For example, for 8.times.8 vertical prediction, samples C0-C7 are
now used, while DC prediction is the mean of C0-C7 and R0-R7.
Furthermore, all diagonal predictions need to also consider samples
C8-C15. A similar extension can be applied to the 32.times.32 intra
prediction mode.
[0036] The residual data is then downsampled and is coded using the
same transform and quantization process already available in H.264.
The same process is applied for both Luma and Chroma samples.

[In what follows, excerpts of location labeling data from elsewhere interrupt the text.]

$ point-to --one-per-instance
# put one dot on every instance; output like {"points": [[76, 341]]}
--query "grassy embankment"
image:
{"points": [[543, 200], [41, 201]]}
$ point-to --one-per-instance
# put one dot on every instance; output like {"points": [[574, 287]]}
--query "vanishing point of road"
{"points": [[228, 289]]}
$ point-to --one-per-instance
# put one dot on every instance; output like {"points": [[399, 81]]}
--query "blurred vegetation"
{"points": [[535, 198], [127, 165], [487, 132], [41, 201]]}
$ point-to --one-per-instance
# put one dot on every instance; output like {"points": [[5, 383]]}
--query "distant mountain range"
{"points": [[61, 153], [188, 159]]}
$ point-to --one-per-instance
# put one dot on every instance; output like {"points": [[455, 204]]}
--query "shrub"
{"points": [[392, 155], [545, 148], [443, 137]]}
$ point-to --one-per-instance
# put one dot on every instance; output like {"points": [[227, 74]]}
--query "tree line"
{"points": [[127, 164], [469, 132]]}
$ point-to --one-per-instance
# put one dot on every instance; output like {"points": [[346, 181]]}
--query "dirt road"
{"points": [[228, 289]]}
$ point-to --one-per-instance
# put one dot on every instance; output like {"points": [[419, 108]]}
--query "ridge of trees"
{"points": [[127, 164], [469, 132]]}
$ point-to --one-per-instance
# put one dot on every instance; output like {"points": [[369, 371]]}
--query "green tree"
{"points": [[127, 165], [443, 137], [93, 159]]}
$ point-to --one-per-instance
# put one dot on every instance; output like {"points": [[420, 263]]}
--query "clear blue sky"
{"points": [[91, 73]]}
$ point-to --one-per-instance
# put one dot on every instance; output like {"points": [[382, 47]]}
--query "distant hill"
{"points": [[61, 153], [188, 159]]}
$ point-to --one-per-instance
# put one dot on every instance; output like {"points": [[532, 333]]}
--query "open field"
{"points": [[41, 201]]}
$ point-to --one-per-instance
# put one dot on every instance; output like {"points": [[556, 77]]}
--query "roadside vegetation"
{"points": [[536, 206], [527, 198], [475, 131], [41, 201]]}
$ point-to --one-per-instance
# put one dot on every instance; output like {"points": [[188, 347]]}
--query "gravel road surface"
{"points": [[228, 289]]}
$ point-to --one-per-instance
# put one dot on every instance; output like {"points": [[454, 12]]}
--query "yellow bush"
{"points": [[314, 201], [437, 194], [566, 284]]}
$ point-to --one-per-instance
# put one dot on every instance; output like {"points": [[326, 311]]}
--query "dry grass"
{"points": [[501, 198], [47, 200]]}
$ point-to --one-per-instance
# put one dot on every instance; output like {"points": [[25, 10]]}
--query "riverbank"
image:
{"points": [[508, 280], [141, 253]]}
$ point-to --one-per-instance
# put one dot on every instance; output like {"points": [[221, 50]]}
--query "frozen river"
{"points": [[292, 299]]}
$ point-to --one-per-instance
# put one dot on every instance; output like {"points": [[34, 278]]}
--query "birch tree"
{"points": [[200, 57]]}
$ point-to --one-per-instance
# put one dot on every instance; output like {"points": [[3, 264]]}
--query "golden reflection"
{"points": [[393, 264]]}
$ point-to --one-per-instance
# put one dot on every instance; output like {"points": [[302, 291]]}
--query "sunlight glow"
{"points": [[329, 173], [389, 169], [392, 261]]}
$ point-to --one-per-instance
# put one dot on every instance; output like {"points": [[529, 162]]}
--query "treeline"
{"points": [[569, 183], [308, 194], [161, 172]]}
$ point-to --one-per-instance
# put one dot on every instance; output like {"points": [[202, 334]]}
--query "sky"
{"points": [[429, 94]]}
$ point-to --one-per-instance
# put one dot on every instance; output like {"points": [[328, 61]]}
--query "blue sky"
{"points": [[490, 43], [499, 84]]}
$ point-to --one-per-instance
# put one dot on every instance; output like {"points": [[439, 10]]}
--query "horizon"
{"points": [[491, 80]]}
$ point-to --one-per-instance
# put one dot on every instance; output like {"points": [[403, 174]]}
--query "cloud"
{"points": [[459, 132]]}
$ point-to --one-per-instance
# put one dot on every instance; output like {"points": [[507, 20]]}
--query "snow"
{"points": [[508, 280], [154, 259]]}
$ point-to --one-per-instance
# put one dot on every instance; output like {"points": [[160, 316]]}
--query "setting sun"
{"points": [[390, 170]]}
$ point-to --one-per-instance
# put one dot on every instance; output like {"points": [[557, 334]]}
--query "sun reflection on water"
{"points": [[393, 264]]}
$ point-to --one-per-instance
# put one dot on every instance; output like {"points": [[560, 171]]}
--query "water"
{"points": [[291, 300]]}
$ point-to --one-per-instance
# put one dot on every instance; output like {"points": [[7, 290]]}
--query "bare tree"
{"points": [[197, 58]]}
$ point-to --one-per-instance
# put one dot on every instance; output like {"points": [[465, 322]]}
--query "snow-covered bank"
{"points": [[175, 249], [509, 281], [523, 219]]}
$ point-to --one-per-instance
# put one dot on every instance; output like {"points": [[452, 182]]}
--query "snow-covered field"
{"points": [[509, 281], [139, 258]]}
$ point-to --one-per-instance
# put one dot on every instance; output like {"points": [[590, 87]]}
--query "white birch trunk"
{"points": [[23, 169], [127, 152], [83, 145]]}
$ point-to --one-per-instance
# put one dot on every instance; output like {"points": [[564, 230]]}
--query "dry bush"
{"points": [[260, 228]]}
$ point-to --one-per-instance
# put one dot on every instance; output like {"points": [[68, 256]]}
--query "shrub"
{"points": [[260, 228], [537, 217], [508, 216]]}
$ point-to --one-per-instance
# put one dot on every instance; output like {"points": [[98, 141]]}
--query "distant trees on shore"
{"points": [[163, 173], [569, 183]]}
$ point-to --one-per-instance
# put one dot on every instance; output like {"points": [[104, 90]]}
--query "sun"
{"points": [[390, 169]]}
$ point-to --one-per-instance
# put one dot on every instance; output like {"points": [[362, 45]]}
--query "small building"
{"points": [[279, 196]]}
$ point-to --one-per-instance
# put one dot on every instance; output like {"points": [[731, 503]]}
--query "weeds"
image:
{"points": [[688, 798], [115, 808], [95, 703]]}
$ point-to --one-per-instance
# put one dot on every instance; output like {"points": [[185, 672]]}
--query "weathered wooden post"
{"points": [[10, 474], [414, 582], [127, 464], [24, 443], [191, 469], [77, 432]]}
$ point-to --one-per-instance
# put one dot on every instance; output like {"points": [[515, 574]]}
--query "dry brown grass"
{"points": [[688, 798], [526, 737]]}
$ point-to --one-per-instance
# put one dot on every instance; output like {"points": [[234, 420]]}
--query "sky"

During decoding the residual data needs to be upsampled. The
downsampling process is done only in the encoder, and hence does
not need to be standardized. The upsampling process must be matched
in the encoder and the decoder, and so must be standardized.
Possible upsampling methods that could be used include, but are not
limited to, zero or first order hold or by considering a similar
strategy as in H.263. FIGS. 3A and 3B show diagrams for an
exemplary residual upsampling processes 300 and 350 for block
boundaries and for inner positions, respectively, in accordance
with the principles of the present invention. In FIG. 3a, the
upsampling process on block edges uses only samples inside the
block boundaries to compute the upsampled values. In FIG. 3b,
inside the interior of the block, all of the nearest neighbor
positions are available, so an interpolation based on relative
positioning of the sample, e.g. bilinear interpolation in two
dimensions, is used to compute the upsampled values.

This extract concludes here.